ALANIS: mi vida como una prostituta
Alanis es el nombre que María usa en su trabajo, porque María es prostituta y en el mundo de la prostitución se mueve con ese pseudónimo: Alanis, con acento en la i, no como todos llamamos a la cantante con apellido Morissette, por la cual le preguntan continuamente a María, por si la canadiense es su referente a la hora de rebautizarse.
Alanis es la sensación argentina del momento, con permiso de Zama, de Lucrecia Martel, que es la producción que su país ha mandado a Hollywood para intentar competir por el Oscar, pero Alanis, por ella misma, está logrando lo que hace tiempo que el cine argentino, sin Ricardo Darín en el reparto, no conseguía: una expectación en base a la propia película, más allá de la que las estrellas de su cartel generen.
Y toda esa aura de grandeza, de genialidad y de película imprescindible que se ha ido forjando a su alrededor desde su presentación en el festival de Toronto, consolidándose con los premios obtenidos en el Festival de San Sebastián, a la mejor actriz para Sofía Gala, y a la mejor dirección para Anahí Berneri, están plenamente justificada.
El premio a Sofía como mejor actriz se hace evidente, casi tópico, pero el que distingue a su directora ya no lo es tanto, y es igual o más merecido todavía. Porque Anahí Berneri construye con Alanis una obra dura, áspera incluso, con una austeridad que se manifiesta sobre todo formalmente, en esos planos cuya composición está tan alejada de las de títulos más convencionales.
Los encuadres, aparentemente desquiciados pero tan lógicos si pensamos en las intenciones de la narrativa, se sitúan en los extremos de los personajes para que a través de espejos y reflejos podamos apreciar la escena completa. Y es así como vemos, por medio de una realidad que la protagonista no quiere afrontar, cómo unos policías que se hacen pasar por clientes irrumpen con fuerza en la casa de aquiler que Alanis comparte con Gisela.
A Gisela se la llevan y a Alanis la deja fuera del piso el dueño que se lo alquila cuando acude a ver los daños, por lo que la joven tendrá que hacer lo que sea para salir adelante y para cuidar de su bebé de un año y medio. Y ese lo que sea será lo mismo que hacía hasta entonces, porque Alanis no acabó la secundaria y no está preparada para otra cosa.
La manera en la que este film argentino nos presenta el mundo de la prostitución se acerca más al orgullo que a la resignación. Porque la resignación, que es para ella la careta con la que aparenta inconveniencia, viene diluida en la dignidad que da el saberse buena en tu propio oficio, aunque éste sea el más antiguo del mundo. Pero Alanis lo ejerce con dedicación.
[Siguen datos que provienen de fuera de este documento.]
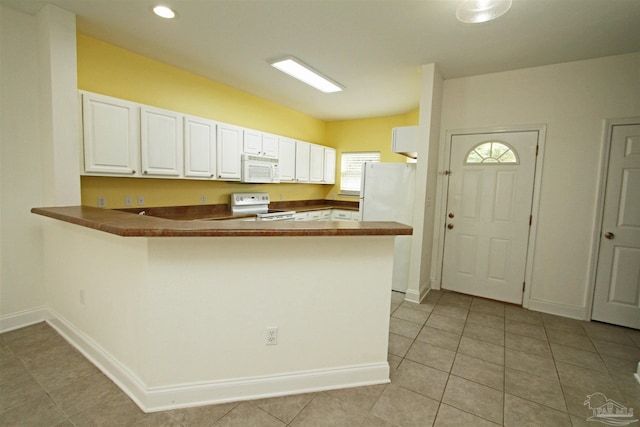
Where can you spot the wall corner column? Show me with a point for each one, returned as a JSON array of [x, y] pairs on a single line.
[[420, 274], [58, 112]]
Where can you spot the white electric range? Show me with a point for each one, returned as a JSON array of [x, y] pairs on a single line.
[[258, 204]]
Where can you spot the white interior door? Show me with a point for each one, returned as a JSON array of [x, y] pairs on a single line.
[[489, 201], [617, 291]]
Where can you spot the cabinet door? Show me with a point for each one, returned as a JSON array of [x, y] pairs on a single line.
[[302, 161], [252, 143], [199, 148], [229, 146], [329, 165], [111, 135], [161, 142], [270, 145], [316, 163], [287, 159]]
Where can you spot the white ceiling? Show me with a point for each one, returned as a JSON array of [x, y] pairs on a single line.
[[374, 48]]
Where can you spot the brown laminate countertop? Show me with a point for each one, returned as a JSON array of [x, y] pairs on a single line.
[[130, 224]]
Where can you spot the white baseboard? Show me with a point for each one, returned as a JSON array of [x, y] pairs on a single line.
[[417, 296], [23, 318], [190, 395], [572, 312]]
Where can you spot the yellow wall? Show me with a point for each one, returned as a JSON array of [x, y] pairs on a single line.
[[113, 71], [372, 134]]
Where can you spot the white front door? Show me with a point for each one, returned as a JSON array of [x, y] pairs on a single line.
[[490, 190], [617, 291]]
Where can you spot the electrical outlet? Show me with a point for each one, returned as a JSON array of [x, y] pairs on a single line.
[[272, 335]]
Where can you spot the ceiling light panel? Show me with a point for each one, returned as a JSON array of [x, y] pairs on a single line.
[[478, 11], [164, 12], [297, 69]]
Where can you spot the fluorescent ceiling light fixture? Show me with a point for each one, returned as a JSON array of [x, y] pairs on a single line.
[[296, 68], [477, 11], [164, 12]]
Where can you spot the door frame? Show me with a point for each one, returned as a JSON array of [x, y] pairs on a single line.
[[603, 170], [441, 199]]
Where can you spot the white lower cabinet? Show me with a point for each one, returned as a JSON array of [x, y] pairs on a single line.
[[327, 215], [161, 142], [199, 148], [111, 135]]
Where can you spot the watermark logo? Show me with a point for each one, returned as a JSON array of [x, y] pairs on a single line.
[[608, 411]]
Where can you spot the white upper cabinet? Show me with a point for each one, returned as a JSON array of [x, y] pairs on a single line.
[[229, 150], [329, 165], [252, 143], [260, 144], [199, 148], [111, 134], [161, 142], [316, 163], [270, 145], [123, 138], [302, 161], [287, 159]]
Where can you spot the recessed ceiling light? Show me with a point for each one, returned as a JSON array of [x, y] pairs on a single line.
[[296, 68], [477, 11], [164, 12]]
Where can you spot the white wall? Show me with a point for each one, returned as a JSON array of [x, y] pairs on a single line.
[[426, 178], [572, 99], [21, 286], [39, 153], [181, 321]]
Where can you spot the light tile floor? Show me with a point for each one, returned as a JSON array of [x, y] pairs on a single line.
[[456, 361]]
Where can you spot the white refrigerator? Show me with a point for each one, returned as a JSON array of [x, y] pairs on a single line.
[[387, 195]]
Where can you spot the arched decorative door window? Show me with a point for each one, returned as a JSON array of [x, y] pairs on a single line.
[[492, 152]]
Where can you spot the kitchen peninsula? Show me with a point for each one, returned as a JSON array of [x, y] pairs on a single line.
[[177, 311]]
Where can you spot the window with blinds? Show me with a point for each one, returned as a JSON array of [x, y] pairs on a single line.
[[351, 170]]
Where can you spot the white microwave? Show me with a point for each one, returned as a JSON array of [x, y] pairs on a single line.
[[257, 169]]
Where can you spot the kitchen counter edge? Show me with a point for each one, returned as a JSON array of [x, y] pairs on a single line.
[[131, 225]]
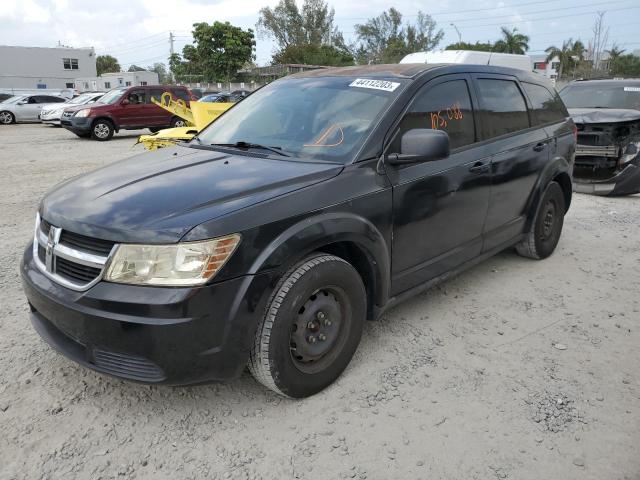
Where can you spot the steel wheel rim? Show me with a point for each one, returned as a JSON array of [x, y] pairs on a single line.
[[101, 130], [548, 220], [320, 329]]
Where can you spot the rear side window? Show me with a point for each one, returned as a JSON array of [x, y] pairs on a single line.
[[503, 105], [181, 94], [447, 107], [547, 107]]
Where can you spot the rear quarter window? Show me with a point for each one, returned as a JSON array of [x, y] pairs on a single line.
[[547, 106], [503, 107]]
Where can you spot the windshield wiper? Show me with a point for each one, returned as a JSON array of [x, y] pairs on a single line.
[[243, 144]]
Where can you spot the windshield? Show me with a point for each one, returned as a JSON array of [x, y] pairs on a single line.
[[112, 96], [594, 95], [327, 118], [81, 99], [15, 99]]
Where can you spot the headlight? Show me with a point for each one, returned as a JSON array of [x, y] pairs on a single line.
[[180, 264]]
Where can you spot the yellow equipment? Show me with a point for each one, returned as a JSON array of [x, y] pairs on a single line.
[[197, 117]]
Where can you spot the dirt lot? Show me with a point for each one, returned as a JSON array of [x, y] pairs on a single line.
[[516, 369]]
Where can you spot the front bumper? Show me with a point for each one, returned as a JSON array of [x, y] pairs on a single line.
[[174, 336], [626, 182]]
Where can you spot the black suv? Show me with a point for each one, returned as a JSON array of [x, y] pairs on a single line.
[[314, 204]]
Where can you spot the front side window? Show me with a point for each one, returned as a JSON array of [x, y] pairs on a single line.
[[446, 107], [503, 106], [547, 107], [322, 118]]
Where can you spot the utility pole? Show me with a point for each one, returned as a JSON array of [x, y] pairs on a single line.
[[459, 35], [170, 55]]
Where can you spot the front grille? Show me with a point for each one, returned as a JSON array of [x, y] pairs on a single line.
[[75, 271], [88, 244], [73, 260], [128, 366]]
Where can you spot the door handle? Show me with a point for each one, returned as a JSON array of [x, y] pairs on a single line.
[[539, 147], [479, 167]]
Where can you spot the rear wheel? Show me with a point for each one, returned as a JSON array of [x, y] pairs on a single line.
[[545, 232], [102, 130], [311, 328], [7, 118]]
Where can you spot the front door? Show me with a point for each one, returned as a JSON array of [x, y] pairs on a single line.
[[439, 207], [28, 109], [132, 114]]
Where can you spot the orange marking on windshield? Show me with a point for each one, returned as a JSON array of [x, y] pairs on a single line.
[[325, 135]]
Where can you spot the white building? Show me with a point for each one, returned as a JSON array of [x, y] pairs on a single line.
[[548, 69], [107, 81], [44, 68]]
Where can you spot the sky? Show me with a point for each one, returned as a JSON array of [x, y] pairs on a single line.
[[137, 31]]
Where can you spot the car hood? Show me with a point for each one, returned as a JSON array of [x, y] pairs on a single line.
[[157, 197], [603, 115]]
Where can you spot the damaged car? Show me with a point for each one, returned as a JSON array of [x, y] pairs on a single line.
[[607, 115]]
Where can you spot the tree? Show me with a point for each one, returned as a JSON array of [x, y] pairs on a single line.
[[107, 64], [310, 54], [288, 25], [161, 70], [478, 46], [305, 35], [218, 52], [384, 39], [626, 66], [512, 42]]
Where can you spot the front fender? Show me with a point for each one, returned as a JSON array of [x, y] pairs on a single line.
[[321, 231]]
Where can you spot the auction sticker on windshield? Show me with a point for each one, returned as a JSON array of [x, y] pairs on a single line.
[[375, 84]]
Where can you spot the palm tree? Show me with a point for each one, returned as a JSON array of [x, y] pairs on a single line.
[[565, 54], [615, 52], [512, 42]]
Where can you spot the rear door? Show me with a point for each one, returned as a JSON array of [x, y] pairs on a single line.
[[439, 207], [28, 109], [133, 113], [519, 150]]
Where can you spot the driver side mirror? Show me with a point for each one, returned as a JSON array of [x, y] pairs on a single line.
[[421, 145]]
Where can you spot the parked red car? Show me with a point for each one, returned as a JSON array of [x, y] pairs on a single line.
[[126, 108]]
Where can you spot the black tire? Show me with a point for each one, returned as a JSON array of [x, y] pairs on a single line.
[[7, 118], [177, 122], [322, 296], [102, 130], [545, 232]]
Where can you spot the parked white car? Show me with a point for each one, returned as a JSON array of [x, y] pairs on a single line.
[[50, 114], [25, 108]]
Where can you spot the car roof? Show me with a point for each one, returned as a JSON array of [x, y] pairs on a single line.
[[414, 70], [608, 81]]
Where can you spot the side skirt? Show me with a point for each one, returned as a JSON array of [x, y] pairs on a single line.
[[393, 301]]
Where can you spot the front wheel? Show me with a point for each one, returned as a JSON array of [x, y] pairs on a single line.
[[7, 118], [311, 328], [102, 130], [545, 232]]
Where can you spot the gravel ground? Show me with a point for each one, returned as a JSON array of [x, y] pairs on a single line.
[[515, 369]]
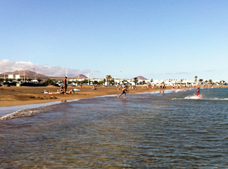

Ella busca trabajo, se esfuerza, pero la prostitución vuelve a dar con ella, con clientes a los que trata a la carta, con cariño o a base de palabrotas, quien paga manda.
Y su hijo la espera, buscando la teta que no encuentra en la tía que acoge a ambos en la trastienda del comercio que le procura el sustento. Un dar de días, tres, en nada encuentro trabajo y me voy, asegura la pobre Alanis entre cita y cita. Pero Alanis es fuerte y sabe luchar por sí misma. Lo único que necesita es que la dejen vivir, y a lo mejor, efectivamente, de aquello que le se le da tan bien.
Alanis es un film reivindicativo que funciona más como tal que como drama social. Porque si lo enfocamos dentro del género no aporta nada a las visiones previas que ya tenemos del abanico de prostitutas que el cine nos ha ofrecido. Se trata, si cabe la comparación, de una extensión de aquellas Princesas de Fernando León de Aranoa, aunque Alanis se ubica más en mundos lúgubres en los que la esperanza no es sino otra palabra vacía. Pero si la enfocamos como cine reivindicativo, Alanis es una bandera a dejar izada.
Es fascinante acercarse a la personalidad de una joven que ha abandonado su vida conscientemente y que ahora es una madre soltera que defiende su territorio. Las cosas le saldrán mejor o peor, pero nada detiene sus ansias de seguir adelante y de pelear por lo que es suyo. Y todo, sin perder la sonrisa. Al menos la interior, que es el soporte de quien la practica.